And what's my project about?  Basically, I am trying to write my own story of race, healing, community, finding my way home and my connection with land overlaid with the larger narrative of racism, agriculture, war and migration in the American South.  I had thought I would call my book Paint: A Memoir in Color and its Application but now I’m thinking about calling it  Raisin’ a Little Heaven: the Sacred Work of Parenting, Activism, Gardening and Growing Community in the Rural South. What do you think?  (I’d love a few title suggestions or feedback in the comments.  I’m in conversation with a few different presses about my book proposal so a little feedback from potential readers would be super helpful.)
In April I used grant funds to attend the Festival of Faith and Writing in Grand Rapids and I got to reconnect with and meet so many lovely writers.  Again, please forgive me if I don't mention you by name. I think I accomplished in four days what a years' worth of emails could have done.  It is so good to meet writers and editors face to face.  I shared in an earlier post that a highlight of that trip was the spontaneous poetry reading at the Grand Rapids airport.  I am so thankful that I could spend a few magical moments with the recently departed, fiercely brilliant, Anya Silver.  Please read her NY Times obituary and her gorgeous poems.  




I also had the pleasure of connecting with Patrice Gopo. We met through reading one another's work online, but its so nice to meet people face to face.  Her beautiful new collection of essays All The Colors We Will See just released this month.   Here is my interview with her for Bearings the online journal of Collegeville Institute. It was interesting during the back and forth with the editor that Patrice asked that her lower-case “black” not be changed to upper-case “Black.”  It was a theme she touches on in her book of very thoughtful and timely essays about identity and belonging. 
I also met some editors at Sojourners Magazine.  I asked, “Do you have anyone covering the opening events at the  EJI Museum and Memorial in Montgomery?”  I had made plans to use some grant funds to travel to the opening and attend the Peace and Justice Summit and thought it would be amazing to write about my experience for the magazine that I grew up reading as a child in Washington, DC. They accepted my offer and it felt like a real honor to visit that space with a commission to share with readers who may not be able to get there in person.  Here’s a link to the article, you’ll need to be a Sojourners subscriber to read the whole thing. 
When I attended a workshop a few years ago with Vincent Harding he asked us to introduce ourselves by stating our full names and our place of birth and then our mother's full name and place of birth and finally our maternal grandmother's full name and place of birth.  Only after naming the women and places that formed us could we comment or bring our thoughts into the conversation.  He said that our maternal grandmothers play a special role in encouraging us to follow our dreams.  I ache to sit at Grandma Flossie's kitchen table and share this copy of the magazine with her. "I am so proud of thee and thy accomplishments," she would say in her old Quaker way.
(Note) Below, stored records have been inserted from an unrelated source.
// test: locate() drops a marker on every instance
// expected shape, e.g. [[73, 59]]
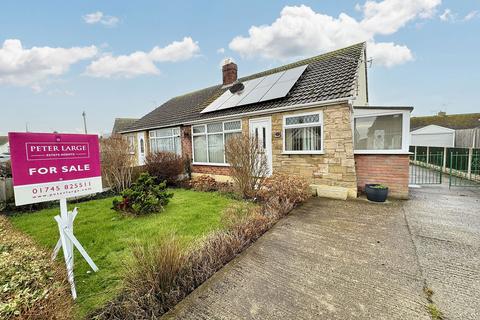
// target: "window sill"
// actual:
[[381, 152], [303, 152], [210, 164]]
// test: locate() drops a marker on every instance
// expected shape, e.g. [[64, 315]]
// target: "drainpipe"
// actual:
[[470, 156], [444, 166]]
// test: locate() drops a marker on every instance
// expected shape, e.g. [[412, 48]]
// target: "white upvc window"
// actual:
[[381, 132], [208, 141], [303, 133], [165, 140], [131, 143]]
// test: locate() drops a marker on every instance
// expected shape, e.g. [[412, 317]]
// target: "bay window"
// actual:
[[165, 140], [303, 133], [379, 132], [209, 140], [131, 144]]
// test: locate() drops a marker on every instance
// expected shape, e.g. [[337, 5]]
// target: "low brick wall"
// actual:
[[388, 169]]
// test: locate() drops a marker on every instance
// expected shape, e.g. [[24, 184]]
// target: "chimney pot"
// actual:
[[229, 72]]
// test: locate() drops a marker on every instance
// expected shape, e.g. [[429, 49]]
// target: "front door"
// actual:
[[261, 129], [141, 148]]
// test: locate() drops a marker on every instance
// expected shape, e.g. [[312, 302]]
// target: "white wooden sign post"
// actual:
[[68, 241], [48, 167]]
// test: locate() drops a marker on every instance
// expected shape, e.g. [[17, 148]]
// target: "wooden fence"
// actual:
[[467, 138], [6, 190]]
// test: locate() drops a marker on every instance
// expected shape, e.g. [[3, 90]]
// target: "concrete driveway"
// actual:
[[353, 260]]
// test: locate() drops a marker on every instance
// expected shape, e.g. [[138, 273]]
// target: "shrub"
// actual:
[[238, 213], [117, 163], [187, 164], [145, 196], [204, 183], [248, 164], [165, 166], [31, 285], [281, 192]]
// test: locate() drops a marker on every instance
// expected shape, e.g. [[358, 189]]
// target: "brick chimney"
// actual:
[[229, 72]]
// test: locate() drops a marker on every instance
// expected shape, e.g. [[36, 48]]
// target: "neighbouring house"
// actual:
[[312, 118], [434, 139], [442, 130], [4, 149]]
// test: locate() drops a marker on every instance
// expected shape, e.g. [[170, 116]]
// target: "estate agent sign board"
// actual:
[[48, 167]]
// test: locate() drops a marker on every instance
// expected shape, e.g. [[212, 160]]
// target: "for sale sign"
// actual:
[[49, 166]]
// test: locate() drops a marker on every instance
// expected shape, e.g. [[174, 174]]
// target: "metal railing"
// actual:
[[464, 170]]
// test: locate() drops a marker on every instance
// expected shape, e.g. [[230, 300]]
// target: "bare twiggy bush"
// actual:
[[165, 166], [280, 193], [117, 163], [248, 163]]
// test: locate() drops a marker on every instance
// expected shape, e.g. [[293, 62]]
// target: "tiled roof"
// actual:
[[121, 124], [328, 76], [452, 121]]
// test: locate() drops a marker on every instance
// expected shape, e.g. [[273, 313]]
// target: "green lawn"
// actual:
[[107, 235]]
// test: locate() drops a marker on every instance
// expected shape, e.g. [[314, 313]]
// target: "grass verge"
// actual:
[[108, 237]]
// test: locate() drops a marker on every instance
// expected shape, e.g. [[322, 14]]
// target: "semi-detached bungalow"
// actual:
[[312, 117]]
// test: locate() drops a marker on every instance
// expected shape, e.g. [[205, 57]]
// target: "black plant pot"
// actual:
[[376, 194]]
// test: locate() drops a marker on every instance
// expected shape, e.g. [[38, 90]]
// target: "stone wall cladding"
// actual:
[[336, 167], [388, 169], [186, 136]]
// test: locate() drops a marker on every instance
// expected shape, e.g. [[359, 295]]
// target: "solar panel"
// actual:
[[237, 97], [284, 84], [261, 89], [274, 86], [218, 102]]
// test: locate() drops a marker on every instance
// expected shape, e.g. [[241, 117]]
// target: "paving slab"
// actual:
[[445, 227], [328, 259]]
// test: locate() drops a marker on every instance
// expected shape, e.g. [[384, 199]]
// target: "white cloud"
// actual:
[[388, 16], [32, 67], [300, 31], [99, 17], [389, 54], [124, 66], [471, 15], [447, 16], [176, 51], [140, 62]]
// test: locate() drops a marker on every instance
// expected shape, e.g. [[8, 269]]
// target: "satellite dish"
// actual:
[[237, 87]]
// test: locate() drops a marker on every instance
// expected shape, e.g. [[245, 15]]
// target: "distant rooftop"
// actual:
[[122, 123]]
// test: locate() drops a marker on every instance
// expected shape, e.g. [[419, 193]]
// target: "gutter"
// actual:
[[252, 113]]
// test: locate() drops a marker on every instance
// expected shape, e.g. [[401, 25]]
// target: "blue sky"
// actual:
[[58, 58]]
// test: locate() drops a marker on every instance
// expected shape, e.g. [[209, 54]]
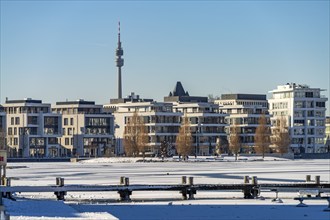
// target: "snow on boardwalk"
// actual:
[[206, 205]]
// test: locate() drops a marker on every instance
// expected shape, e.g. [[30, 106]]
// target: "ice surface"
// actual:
[[164, 205]]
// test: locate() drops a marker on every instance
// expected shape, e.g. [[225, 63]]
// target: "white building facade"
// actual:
[[207, 123], [87, 130], [244, 110], [32, 130], [304, 110]]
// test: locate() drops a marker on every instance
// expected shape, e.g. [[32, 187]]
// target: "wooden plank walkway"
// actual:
[[187, 188]]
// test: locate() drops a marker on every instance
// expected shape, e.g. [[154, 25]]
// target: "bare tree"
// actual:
[[135, 136], [211, 97], [281, 137], [234, 140], [184, 139], [221, 146], [262, 136], [142, 138]]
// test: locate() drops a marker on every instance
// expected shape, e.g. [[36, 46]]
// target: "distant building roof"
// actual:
[[27, 100], [130, 98], [77, 102], [180, 95], [240, 96]]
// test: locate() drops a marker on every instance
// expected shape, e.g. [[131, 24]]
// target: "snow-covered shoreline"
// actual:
[[164, 205]]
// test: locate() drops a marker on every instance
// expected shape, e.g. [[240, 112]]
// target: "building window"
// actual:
[[320, 104], [309, 94], [17, 120], [10, 131]]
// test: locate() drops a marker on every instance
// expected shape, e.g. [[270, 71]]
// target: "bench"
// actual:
[[307, 195], [276, 199]]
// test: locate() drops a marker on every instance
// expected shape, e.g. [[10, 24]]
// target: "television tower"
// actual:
[[119, 62]]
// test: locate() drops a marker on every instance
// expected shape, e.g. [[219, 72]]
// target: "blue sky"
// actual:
[[58, 50]]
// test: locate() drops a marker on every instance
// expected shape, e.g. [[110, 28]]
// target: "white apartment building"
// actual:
[[163, 124], [207, 123], [32, 129], [2, 119], [244, 110], [327, 134], [2, 128], [87, 130], [304, 109]]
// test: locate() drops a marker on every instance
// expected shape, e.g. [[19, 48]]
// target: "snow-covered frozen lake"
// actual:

Oh, Grief, it's so sneaky, the way it just crept into this paragraph.
Here I am with my maternal grandma Florence "Flossie" Edgerton Rockwell
My Sojourners article really only scratches the surface of all that those few days held for me and my two older children who came with me.  The heaviness of the subject matter of lynching and systematic terror was offset by the sense of celebration and convening of so many influential people: EJI's founder Bryan Stevenson, Partners in Health Founder Paul Farmer, the Rev. William Barber, Children's Defense Fund founder Marian Wright Edelman, Senator Cory Booker, Jacqueline Woodson, Common, Britney Packnett, Elizabeth Alexander, Ava Duvernay, Sweet Honey in the Rock, The Roots, Britney Ford from the Alabama Shakes, Kirk Franklin, Stevie Wonder and the list goes on! It was like drinking from an overflowing fountain of talent, beauty and courage.  My kids didn’t know who all of these folks were but I’m so glad that they got to hear their voices and see their faces.  Perhaps one of the most moving moments was to be in a packed auditorium and being invited to shout out the names the people that came before us whose memories we wish to honor and at the end of that gathering to stand and sing Lift Ev’ry Voice and Sing.  That is the anthem that I will always stand to sing. This NPR piece reflects on the staying power of this song.
I have more plans to keep traveling to and reflecting on other points of personal and national interest in the South, including nurturing the land and stories in my own backyard (more on that later). The next trip will be to The Federation of Southern Cooperatives in Epes Alabama, where I was born, and then to the new Mississippi Civil Rights Museum in Jackson, MS.  I'm also interested in joining with other people in the county where I live in Georgia to get a historical marker for a farmer named Lent Shaw who was falsely accused and lynched within earshot of his terrified family.  His great-grandson recently came to Colbert, Georgia looking for answers.  A Historical Marker for Mr. Shaw would be a healthy step in working toward healing these wounds. Eventually, Madison County can join the more than 800 other counties across the country in claiming a steel column from the EJI Memorial for Peace and Justice in remembrance of the African-American people lynched between 1877-1950.  The steel column for Madison County bears these names:
George Herbert 7/11/1907
___ Oglesby 9/6/1910
___ Brooks 9/6/1910
Cliff Bolton 9/6/1910
Lint Shaw 4/28/1936


There is a column for every county in which an African American person was lynched.
This is the one for the county that I call home.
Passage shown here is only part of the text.